Q: We have a construction loan with a credit union. The current market value of the house is twice what we owe. The credit union doesn’t require a current appraisal and wants to convert the construction loan to a permanent loan at 6.25 percent.
Can we renegotiate the amount of our permanent loan to an amount that is greater than what we owe on the loan and a lower interest rate? We have a current appraisal that shows our home is worth twice as much as what we owe.
How will this affect our credit since the credit union reported our construction loan to all three credit bureaus? Can we tell them that if they don’t give us a new loan for a higher amount than what they previously reported to the credit bureaus that we will walk away from their deal?
A: You shouldn’t mix the issue of obtaining financing and the issue of your credit history and credit score.
If your current lender is willing to convert the construction loan into a permanent loan, that’s great. But that doesn’t mean that you shouldn’t shop around. You should compare the interest rate and costs to convert the current loan to a new loan obtained with a different lender.
Are you still under construction? If your home is still under construction and your lender is willing to convert your loan to permanent financing without pulling another appraisal, that may be a good offer. A conventional lender might be hesitant to offer permanent financing on a house that’s under construction.
If you have completed construction, you can refinance with the current lender or use a different lender.
While the interest rate you are being offered by your current lender may be higher than other lenders, your upfront costs may be lower. You will need to balance the upfront costs with the interest rate to determine the deal that will be best for you.
Turning to your credit history, your current lender has reported your loan payments to the major credit reporting bureaus, and your new lender will probably do the same. If you’ve paid your construction loan payments on time, your credit shouldn’t suffer as a result of the construction loan. There are many factors that go into determining your credit score: the length of time you have had your loans, your ability to pay all of your bills on time, the amount of credit you have, the amount of credit you have taken out when compared to the total amount of credit available to you.

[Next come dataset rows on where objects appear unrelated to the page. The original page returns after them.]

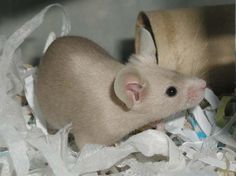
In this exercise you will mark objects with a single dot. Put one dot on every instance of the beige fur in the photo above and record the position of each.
(76, 84)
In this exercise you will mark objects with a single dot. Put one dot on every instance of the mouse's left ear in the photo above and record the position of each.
(147, 46)
(130, 86)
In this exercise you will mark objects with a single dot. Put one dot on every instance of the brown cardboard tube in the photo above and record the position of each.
(195, 41)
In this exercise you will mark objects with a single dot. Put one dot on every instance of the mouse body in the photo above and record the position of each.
(80, 82)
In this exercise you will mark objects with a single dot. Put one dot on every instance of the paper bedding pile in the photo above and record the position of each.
(194, 144)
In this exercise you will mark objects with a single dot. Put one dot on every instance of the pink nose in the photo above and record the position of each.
(202, 84)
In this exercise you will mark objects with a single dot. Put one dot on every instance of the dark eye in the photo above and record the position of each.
(171, 91)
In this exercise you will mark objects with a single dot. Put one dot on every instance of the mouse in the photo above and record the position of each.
(78, 82)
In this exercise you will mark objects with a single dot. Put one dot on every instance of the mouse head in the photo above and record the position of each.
(147, 88)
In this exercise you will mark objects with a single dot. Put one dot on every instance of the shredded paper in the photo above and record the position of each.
(200, 141)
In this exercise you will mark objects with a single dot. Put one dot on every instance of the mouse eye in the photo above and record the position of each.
(171, 91)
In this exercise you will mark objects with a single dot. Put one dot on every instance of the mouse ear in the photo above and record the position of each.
(147, 46)
(129, 86)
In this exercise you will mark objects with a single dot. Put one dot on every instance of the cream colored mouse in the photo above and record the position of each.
(105, 100)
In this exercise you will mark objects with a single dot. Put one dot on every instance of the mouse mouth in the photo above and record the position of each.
(152, 125)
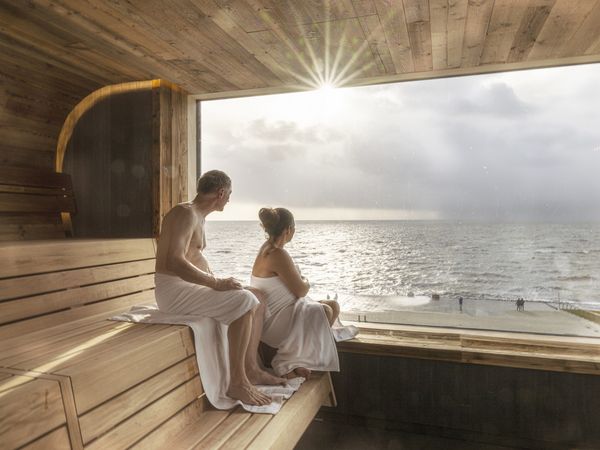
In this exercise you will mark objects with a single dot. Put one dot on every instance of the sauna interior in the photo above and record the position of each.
(100, 137)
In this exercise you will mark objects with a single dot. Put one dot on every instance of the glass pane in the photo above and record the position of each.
(411, 196)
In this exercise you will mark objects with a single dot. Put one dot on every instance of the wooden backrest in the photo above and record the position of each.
(35, 204)
(46, 283)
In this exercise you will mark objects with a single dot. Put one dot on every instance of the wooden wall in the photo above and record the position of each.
(499, 405)
(128, 160)
(36, 95)
(170, 152)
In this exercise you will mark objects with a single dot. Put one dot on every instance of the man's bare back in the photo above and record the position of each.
(179, 254)
(195, 245)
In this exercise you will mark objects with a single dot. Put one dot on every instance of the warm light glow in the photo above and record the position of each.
(326, 87)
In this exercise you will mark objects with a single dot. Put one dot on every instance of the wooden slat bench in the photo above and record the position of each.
(69, 378)
(35, 204)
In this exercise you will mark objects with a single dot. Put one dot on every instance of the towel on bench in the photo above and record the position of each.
(212, 348)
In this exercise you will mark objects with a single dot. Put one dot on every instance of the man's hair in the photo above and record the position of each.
(212, 181)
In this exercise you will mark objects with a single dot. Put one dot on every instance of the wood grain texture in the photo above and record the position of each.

While you probably have not had the construction loan for a long time, if you’ve made your payments for this loan, and all of your other bills, on time, your credit score should be pretty high.
You can get a copy of your credit report for free from AnnualCreditReport.com, and you can purchase a copy of your credit score there as well for about $8. You may want to review one of your credit reports and a credit score to see where you stand.
If your credit is excellent, you may wish to explore taking out a new loan for a greater amount of money. Your credit score may adjust somewhat with a new, larger loan, but if you can afford it and get an interest rate that is closer to the market rate, it might be a good deal because it will give you the extra cash you’re looking for.